Le secteur de la formation sera particulièrement sollicité et devra se transformer pour accompagner le reskilling, c’est à dire des formations pour des changements de métier. Il faut dire la vérité en la matière. Les activités naissantes ne permettront pas tout de suite de compenser les pertes d’emploi dans les secteurs qui s’effondrent. Il faudra du temps et accompagner les territoires avec des solutions innovantes mais surtout des solutions pensées et portées par les acteurs locaux.

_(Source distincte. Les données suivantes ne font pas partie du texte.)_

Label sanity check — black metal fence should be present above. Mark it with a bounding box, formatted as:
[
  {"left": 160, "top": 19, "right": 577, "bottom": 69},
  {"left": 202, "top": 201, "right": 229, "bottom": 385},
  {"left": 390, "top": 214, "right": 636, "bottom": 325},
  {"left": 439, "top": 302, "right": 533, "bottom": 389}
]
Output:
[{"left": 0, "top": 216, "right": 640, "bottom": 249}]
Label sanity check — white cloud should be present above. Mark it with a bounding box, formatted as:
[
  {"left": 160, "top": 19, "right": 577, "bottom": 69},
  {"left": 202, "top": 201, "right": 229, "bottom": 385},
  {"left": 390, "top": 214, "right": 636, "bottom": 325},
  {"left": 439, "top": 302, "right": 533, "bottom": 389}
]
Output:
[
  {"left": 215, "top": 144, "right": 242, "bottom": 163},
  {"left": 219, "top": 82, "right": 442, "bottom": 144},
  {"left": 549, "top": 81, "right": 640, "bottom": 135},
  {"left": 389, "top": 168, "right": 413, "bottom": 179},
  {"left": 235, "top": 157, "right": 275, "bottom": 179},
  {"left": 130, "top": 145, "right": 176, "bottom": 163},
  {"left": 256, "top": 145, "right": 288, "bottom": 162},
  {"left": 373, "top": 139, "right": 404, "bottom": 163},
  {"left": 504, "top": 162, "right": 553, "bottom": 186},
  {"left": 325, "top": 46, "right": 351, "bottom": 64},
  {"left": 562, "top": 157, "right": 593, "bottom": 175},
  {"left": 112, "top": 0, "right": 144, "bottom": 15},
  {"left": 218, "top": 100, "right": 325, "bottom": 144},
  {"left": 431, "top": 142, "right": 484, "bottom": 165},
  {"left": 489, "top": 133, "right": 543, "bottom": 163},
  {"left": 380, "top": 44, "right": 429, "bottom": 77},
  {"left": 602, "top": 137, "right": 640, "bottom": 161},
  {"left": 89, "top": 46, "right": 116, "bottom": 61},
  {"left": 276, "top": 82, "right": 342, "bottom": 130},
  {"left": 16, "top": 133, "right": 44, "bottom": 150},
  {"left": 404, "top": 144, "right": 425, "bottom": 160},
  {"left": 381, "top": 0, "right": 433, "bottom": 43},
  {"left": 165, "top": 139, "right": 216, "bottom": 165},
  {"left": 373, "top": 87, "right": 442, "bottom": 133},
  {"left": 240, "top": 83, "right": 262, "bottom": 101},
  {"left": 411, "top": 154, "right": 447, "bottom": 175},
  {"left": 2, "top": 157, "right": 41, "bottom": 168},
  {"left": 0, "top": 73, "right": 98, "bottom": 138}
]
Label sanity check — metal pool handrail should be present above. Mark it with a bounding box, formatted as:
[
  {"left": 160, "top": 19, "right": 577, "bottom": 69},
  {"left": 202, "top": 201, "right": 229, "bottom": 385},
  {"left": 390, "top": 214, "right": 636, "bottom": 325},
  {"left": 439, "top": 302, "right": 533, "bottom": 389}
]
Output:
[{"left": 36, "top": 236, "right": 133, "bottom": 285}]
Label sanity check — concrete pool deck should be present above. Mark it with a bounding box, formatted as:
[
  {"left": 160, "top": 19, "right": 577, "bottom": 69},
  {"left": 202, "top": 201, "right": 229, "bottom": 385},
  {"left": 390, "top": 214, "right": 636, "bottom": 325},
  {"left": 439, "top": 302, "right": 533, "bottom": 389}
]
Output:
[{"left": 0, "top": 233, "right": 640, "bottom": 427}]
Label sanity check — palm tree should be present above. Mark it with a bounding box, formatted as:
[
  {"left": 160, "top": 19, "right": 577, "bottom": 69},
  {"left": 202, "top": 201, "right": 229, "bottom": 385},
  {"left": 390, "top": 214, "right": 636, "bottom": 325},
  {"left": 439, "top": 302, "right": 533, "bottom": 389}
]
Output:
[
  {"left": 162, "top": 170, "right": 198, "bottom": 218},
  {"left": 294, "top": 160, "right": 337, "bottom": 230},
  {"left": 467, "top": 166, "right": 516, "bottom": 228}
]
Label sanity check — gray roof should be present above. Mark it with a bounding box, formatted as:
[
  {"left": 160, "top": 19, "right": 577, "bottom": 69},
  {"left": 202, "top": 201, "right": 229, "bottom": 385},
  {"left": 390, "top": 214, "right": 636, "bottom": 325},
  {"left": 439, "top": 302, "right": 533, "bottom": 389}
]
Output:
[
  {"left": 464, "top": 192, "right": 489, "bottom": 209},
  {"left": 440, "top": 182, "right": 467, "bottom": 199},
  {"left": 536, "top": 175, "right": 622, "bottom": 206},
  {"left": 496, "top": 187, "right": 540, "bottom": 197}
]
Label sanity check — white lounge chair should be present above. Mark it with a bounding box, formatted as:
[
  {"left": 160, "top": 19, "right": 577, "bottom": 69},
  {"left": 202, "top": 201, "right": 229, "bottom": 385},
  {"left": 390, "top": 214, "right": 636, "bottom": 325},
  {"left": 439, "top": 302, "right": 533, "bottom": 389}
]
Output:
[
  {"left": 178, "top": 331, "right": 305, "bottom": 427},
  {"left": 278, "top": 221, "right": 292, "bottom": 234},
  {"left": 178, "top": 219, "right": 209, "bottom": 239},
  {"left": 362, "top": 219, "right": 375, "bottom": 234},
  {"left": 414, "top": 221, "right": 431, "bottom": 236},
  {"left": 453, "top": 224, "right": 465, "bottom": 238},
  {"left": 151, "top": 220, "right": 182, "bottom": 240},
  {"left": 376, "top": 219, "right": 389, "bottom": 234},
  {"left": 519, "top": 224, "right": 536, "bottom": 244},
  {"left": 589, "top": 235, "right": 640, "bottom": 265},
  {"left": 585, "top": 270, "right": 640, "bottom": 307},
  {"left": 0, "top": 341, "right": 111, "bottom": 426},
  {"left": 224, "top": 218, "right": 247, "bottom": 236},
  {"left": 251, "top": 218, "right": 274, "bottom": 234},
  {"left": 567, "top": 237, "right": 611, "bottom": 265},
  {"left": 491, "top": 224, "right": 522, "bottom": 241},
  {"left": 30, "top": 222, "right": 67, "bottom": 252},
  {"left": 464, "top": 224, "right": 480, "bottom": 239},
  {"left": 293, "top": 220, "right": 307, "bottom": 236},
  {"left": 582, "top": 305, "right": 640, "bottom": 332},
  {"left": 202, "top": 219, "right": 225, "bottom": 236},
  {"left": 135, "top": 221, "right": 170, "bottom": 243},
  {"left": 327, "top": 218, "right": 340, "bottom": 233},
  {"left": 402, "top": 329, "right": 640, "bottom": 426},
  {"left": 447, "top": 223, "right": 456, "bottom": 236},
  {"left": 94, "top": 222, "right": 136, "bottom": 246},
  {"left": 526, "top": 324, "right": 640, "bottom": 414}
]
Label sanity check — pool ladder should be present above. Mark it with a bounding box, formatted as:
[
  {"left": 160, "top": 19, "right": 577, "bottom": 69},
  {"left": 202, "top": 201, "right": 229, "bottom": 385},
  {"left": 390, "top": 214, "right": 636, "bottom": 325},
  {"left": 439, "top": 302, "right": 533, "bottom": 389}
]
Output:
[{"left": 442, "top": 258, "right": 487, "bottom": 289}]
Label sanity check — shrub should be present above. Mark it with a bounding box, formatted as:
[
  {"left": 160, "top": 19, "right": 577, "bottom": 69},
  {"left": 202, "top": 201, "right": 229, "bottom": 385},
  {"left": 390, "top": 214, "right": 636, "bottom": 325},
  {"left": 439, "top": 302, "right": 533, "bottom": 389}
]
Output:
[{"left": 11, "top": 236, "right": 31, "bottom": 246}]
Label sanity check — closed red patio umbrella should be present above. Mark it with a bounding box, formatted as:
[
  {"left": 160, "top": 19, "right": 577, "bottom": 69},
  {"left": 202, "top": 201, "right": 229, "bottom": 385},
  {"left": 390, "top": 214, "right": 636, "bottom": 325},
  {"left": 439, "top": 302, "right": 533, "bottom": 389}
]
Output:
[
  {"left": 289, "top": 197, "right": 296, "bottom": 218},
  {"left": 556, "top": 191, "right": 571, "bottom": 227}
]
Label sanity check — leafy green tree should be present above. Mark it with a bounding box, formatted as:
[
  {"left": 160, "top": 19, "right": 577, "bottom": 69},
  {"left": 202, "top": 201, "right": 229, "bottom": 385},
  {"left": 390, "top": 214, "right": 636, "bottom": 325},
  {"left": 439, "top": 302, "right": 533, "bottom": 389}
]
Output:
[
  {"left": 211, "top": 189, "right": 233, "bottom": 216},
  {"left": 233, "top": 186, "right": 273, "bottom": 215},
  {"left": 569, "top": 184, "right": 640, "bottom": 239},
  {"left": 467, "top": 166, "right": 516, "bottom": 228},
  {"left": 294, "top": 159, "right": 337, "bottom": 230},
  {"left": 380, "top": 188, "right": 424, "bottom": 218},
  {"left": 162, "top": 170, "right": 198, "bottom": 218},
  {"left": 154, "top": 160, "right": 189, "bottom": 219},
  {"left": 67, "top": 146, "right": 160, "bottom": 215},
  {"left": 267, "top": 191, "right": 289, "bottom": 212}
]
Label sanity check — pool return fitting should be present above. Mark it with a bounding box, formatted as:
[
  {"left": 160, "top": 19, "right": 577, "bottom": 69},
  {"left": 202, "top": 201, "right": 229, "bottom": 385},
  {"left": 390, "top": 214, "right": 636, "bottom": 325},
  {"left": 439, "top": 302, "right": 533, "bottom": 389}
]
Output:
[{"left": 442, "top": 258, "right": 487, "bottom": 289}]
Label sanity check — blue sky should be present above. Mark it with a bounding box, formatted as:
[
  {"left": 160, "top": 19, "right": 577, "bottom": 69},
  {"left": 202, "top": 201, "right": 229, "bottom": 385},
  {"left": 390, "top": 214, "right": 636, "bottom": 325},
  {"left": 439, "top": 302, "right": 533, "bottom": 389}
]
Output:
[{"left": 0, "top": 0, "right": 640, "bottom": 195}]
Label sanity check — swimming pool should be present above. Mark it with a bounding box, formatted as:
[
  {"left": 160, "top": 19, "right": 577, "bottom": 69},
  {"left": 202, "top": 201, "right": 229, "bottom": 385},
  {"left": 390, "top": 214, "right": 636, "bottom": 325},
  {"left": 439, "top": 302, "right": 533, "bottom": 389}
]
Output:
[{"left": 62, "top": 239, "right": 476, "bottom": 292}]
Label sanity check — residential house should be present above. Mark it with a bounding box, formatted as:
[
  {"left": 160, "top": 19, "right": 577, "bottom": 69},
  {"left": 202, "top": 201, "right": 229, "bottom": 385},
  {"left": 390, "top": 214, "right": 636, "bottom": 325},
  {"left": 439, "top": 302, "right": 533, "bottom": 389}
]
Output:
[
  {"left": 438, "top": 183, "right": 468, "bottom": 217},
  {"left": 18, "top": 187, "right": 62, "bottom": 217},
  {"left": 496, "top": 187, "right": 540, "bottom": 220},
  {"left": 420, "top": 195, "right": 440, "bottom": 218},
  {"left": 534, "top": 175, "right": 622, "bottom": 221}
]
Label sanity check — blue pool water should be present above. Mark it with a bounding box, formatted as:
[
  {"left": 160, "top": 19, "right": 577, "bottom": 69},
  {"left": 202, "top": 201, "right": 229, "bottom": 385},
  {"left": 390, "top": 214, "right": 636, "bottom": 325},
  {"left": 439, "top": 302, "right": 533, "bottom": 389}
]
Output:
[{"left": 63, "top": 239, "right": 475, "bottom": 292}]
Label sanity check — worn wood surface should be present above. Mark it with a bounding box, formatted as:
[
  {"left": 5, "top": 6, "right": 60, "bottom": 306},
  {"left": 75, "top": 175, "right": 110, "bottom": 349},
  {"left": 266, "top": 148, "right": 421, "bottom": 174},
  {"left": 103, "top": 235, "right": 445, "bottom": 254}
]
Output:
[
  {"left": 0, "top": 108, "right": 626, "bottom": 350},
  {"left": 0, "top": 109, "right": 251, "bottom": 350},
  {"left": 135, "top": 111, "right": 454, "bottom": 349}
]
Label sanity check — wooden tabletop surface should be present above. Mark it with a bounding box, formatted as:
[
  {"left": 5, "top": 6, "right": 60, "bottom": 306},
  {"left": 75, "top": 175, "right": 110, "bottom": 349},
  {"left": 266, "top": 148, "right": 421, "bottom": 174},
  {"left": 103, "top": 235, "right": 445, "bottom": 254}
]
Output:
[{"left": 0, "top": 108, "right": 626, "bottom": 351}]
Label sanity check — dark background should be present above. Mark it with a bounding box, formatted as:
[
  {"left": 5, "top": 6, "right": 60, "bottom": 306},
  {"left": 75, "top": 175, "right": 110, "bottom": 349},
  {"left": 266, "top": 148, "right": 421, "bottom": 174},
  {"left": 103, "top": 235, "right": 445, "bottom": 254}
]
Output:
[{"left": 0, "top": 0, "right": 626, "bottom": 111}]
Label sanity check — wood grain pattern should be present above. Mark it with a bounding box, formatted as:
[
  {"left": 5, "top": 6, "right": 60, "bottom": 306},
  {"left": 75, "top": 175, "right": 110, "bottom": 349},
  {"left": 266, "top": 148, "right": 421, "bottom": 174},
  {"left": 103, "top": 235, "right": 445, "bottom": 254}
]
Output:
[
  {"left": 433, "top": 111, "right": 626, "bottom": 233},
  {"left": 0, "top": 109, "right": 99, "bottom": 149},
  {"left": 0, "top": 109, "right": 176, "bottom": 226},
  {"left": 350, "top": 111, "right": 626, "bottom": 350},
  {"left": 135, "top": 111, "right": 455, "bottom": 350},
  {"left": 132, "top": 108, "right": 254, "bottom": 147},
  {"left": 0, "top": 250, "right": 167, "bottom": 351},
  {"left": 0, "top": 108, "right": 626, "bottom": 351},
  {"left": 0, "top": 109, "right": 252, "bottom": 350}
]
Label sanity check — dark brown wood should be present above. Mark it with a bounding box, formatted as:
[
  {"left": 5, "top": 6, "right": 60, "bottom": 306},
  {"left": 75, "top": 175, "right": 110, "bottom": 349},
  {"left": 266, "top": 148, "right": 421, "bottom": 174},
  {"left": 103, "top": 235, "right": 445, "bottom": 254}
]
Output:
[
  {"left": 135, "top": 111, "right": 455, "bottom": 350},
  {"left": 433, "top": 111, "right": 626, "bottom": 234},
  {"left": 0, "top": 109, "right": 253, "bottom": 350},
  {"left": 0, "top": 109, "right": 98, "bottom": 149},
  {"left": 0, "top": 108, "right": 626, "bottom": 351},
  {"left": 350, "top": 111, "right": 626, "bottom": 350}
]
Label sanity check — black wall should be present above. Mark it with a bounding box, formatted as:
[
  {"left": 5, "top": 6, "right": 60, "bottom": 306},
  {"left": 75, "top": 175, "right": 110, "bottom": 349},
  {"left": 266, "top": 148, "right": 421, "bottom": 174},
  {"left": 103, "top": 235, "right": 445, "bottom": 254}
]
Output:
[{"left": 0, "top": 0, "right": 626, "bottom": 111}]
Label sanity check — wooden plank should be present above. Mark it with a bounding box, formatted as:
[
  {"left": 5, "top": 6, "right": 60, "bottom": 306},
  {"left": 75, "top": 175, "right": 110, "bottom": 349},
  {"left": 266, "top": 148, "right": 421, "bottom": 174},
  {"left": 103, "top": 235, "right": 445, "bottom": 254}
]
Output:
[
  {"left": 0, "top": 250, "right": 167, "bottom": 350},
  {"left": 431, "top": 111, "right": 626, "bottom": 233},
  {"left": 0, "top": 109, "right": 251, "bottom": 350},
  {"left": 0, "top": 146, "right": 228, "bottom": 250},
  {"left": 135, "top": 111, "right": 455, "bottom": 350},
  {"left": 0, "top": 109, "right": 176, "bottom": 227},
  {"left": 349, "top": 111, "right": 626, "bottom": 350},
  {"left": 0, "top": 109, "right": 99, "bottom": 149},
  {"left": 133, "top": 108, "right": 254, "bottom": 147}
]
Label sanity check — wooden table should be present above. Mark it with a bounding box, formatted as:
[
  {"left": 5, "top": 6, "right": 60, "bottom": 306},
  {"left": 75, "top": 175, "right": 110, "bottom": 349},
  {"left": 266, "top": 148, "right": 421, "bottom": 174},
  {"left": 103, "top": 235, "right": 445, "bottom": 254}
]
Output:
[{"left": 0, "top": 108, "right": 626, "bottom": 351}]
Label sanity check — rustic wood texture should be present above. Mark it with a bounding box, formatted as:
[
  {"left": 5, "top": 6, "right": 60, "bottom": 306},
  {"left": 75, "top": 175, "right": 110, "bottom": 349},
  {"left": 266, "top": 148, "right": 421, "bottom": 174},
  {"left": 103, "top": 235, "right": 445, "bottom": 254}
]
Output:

Un autre défi qui est devant nous est celui des conséquences sociales de cette crise. Le chômage de longue durée, la pauvreté, l’isolement social incarné dans cette malheureuse expression de « distanciation sociale », les liquidations judiciaires, le surendettement, les conséquences à long terme de la COVID sur les personnes qui ont été hospitalisées, les maladies psychiques qui se sont développées dans la crise sanitaire, ... sont autant de maux dont il conviendra de guérir de notre pays par le soin. Cela ne se fera pas par des seuls programmes électoraux, ou par des programmes nationaux, mais bien par la mobilisation de toute la société : services publics, entreprises, associations, citoyens, ... Il y a urgence pour la tension monte dans la société. 

La condition indispensable pour réussir c’est la confiance. Dans une société de défiance généralisée, à l’ère des fake-news, il est urgent de reconstruire la confiance entre les acteurs. Il n’existe pas de solution magique. Cela passe nécessairement par l’écoute, le dialogue, la concertation, la coopération. Cela passe aussi par le fait de lever les freins qui empêchent de faire bouger les lignes. Nous sommes dans la validation a priori plutôt que dans l'évaluation à posteriori. Il est donc grand temps d’opérer un changement culturel permettant la naissance d'espaces de dialogue et de création. Dans un pays où les références, le CV, comptent plus que l’expérience, les capacités et les volontés, il faudra sortir des zones de confort institutionnelles pour guérir notre société.